Warum sie nicht mehr weinen konnte.
Fünf Stunden Fahrt waren genug. Er war müde. Vier Gürteltieren hatte er ausweichen können, das Sechste hatte er überfahren. Jetzt saß er im Zimmer eines drittklassigen Motels. Der Teppichboden roch nach Moder, die Klimaanlage surrte und draußen ging langsam die Sonne unter. Er holte sein Tagebuch aus dem Koffer, schlug es auf und begann auf einer neuen Seite mit der Überschrift: "Warum sie nicht mehr weinen konnte." Er wollte alles niederschreiben. Die ganze Geschichte. Wie sie sich kennen gelernt hatten. Damals im Bus. Er wollte von den endlos langen Nächten schreiben, die sie verbracht hatten. Von den tausenden Stunden, die sie wach neben einander gelegen hatten. Von den Millionen Glücksmomenten. Er wollte alles niederschreiben, um zu verstehen, warum sie von einem Tag auf den anderen nicht mehr weinen konnte. Warum sie ... Tock, tock - plötzlich klopfte es an der Türe. Er legte das Tagebuch zur Seite. Wer wusste, dass er hier war? Hatte der Portier etwas vergessen? Hatte er etwas vergessen? "Ich weiß, warum sie nicht mehr weint", hört er von draußen eine Stimme sagen. "Ich weiß, warum." Kopfschüttelnd öffnete er die Türe und stand vor einem Räucherstäbchen, das ihm ungefähr bis zur Hüfte reichte. "Darf ich reinkommen?" Er nickte. "Stört es Sie, wenn ich rauche?" Ohne eine Antwort abzuwarten, hüpfte das Räucherstäbchen ins Zimmer. "Seien Sie nicht enttäucht, dass ich alleine gekommen bin. Aber die anderen sind in Gedanken bei Ihnen. Und was ich Ihnen zu sagen habe, kann ich auch alleine tun." War es betrunken? Was redete dieses Räucherstäbchen da? "Nein, ich bin nicht betrunken - falls Sie das jetzt denken. Glauben Sie mir, das macht alles Sinn. Für sich gesehen. Bleiben wir aber bei Ihrer Geschichte, einverstanden?" Ohne zu wissen warum, nickte er wieder zustimmend. "Sie lieben sie, nicht wahr?" Es war eine rhetorische Frage. Natürlich liebte er sie. Sonst wäre er ja nicht hier. Sonst hätte er nie dieses Tagebuch schreiben wollen. Sonst wäre er schon längst zuhause. "Setzen Sie sich und hören Sie zu." Das Räucherstäbchen ging zum Wandschrank, öffnete ihn und holte eine kleine Elektro-Orgel hervor. Wo kam die denn her? Die Luft im Zimmer war inzwischen durchzogen von dicken Rauchschwaden. Der Duft erinnerte ihn an etwas - er konnte nur nicht sagen, was es war. Das Rächerstäbchen setzte sich zu ihm auf das Bett, schaltete die Orgel ein und begann zu singen:
"Froh zu sein bedarf es wenig, und wer froh ist, ist ein König."

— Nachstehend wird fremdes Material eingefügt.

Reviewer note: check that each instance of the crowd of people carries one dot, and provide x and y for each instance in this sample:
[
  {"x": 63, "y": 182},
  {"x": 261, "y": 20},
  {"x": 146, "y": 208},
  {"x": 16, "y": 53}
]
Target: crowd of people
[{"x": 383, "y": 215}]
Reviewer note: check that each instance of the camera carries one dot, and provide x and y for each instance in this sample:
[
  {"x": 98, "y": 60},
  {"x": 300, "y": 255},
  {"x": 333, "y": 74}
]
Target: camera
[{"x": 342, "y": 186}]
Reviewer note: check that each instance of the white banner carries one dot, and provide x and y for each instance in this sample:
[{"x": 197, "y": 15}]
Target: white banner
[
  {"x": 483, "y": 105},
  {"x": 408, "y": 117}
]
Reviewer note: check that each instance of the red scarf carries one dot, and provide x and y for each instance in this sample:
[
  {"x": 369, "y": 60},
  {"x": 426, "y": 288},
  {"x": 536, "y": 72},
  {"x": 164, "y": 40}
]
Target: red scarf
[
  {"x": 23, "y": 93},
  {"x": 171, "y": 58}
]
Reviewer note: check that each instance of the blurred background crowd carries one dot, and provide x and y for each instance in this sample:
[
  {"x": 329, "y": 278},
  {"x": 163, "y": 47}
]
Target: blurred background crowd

Zack, aus. Kaum hatte das Räucherstäbchen die Zeile fertig gesungen, sprang es auf und warf die kleine Orgel gegen Wand. Mit einem lauten Knall zerbrach sie in tausend Teile. Sogar ein kleiner Funke war zu sehen. "WEISST DU, WARUM SIE NICHT MEHR WEINEN KANN?! WEIL DU IN EINEM MOTEL IM NIRGENDWO SITZT UND EINEM RÄUCHSTÄBCHEN BEIM SINGEN ZUHÖRST! DU MACHST UNUNTERBROCHEN SOLCHE DINGE. DU GRÜBELST UND DENKST, ABER DU FÜHLST NICHT MEHR! DU SUCHST GRÜNDE IN DER VERGANGENHEIT, KANNST ABER NICHT MEHR ÜBER DAS JETZT WEINEN. DU HAST DAS WEINEN VERLERNT. UND DAMIT IHRES GESTOHLEN. WAS KOMMT ALS NÄCHSTES?! WILLST IHR DAS LACHEN NEHMEN? HÖR AUF, ZU DENKEN. FÜHLE! UND LASS WEINEN, WER WEINEN WILL. VOR ALLEM, WENN ES DU BIST." Das Räucherstäbchen begann zu husten. Wahrscheinlich hatte es in der Aufregung ein bisschen von seinem eigenen Rauch eingeatmet. Es klopfte sich auf seine Mitte und lief bei der Tür hinaus.
Er begann zu weinen.
Dann zu lachen.
Dann fuhr er nach Hause und gab ihr das Weinen zurück, das er ihr gestohlen hatte.